Did you enjoy?

Hi PhoneGuy:

I read your story just now, and here's what I thought.

This is intended to be constructive feed back, not a "critique".

I liked the idea of the woman becoming frustrated and deciding to take matters into her own hands. That was a good premise.

I think the idea of placing a time limit on it (the business meeting) deprived you of being able to show the reader how her boyfriend (obviously intended to be an arrogant pig, right?) descends into his new role as "slave" and "servant" to his girlfriend. I find that in stories like this, seeing the character being "punished" and watching him/her descend from arrogance to complete and total servitude, is as enjoyable as the sex itself.
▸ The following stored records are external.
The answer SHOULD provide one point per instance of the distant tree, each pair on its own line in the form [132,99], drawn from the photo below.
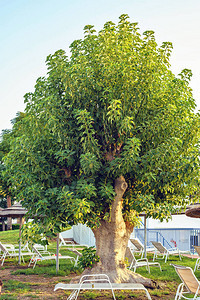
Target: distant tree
[109,133]
[5,191]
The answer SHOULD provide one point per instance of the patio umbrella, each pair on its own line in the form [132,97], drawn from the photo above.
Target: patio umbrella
[15,211]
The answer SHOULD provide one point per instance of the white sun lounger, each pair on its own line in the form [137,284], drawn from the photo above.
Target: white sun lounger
[46,255]
[8,250]
[98,282]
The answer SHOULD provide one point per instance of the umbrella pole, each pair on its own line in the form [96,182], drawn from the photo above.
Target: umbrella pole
[20,226]
[57,253]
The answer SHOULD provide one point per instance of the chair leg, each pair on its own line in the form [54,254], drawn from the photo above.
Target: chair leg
[196,265]
[179,291]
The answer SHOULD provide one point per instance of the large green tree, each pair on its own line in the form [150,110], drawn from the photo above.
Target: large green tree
[109,132]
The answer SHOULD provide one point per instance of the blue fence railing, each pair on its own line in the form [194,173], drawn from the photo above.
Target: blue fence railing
[183,238]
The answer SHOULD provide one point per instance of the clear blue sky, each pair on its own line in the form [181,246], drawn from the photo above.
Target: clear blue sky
[32,29]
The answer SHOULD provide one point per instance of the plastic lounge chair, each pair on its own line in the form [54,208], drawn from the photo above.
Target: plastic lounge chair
[142,262]
[46,255]
[78,254]
[189,283]
[9,250]
[197,249]
[140,247]
[98,282]
[160,250]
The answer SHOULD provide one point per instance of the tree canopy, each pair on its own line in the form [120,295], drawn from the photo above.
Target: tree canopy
[113,108]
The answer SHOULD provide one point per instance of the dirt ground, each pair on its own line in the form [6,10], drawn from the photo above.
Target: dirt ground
[41,287]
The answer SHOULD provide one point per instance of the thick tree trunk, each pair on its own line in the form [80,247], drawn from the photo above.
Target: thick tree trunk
[111,242]
[9,220]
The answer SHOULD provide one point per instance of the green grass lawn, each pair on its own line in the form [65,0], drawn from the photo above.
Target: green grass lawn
[47,269]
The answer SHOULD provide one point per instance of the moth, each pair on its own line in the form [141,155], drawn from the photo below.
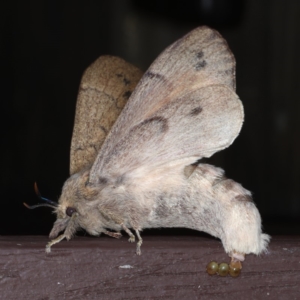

I would have liked to see him take a little longer to become her willing slave, like maybe a couple of hours, with her teasing him and making him beg to lick her tits or maybe see her press herself against his hard cock through his pants and make him beg for a kiss, while she taunts him with how selfish he's been in not satisfying her.

Other than that, I thought it was an enjoyable read and a hot fantasy idea.

A piece of advice, if you don't mind? Don't be in a hurry to "get to it". Trust your readers to let you take them where you're going. If you trust your readers, they'll reward you with patience and in the end the reader's reward will be a hot read that leaves them thinking.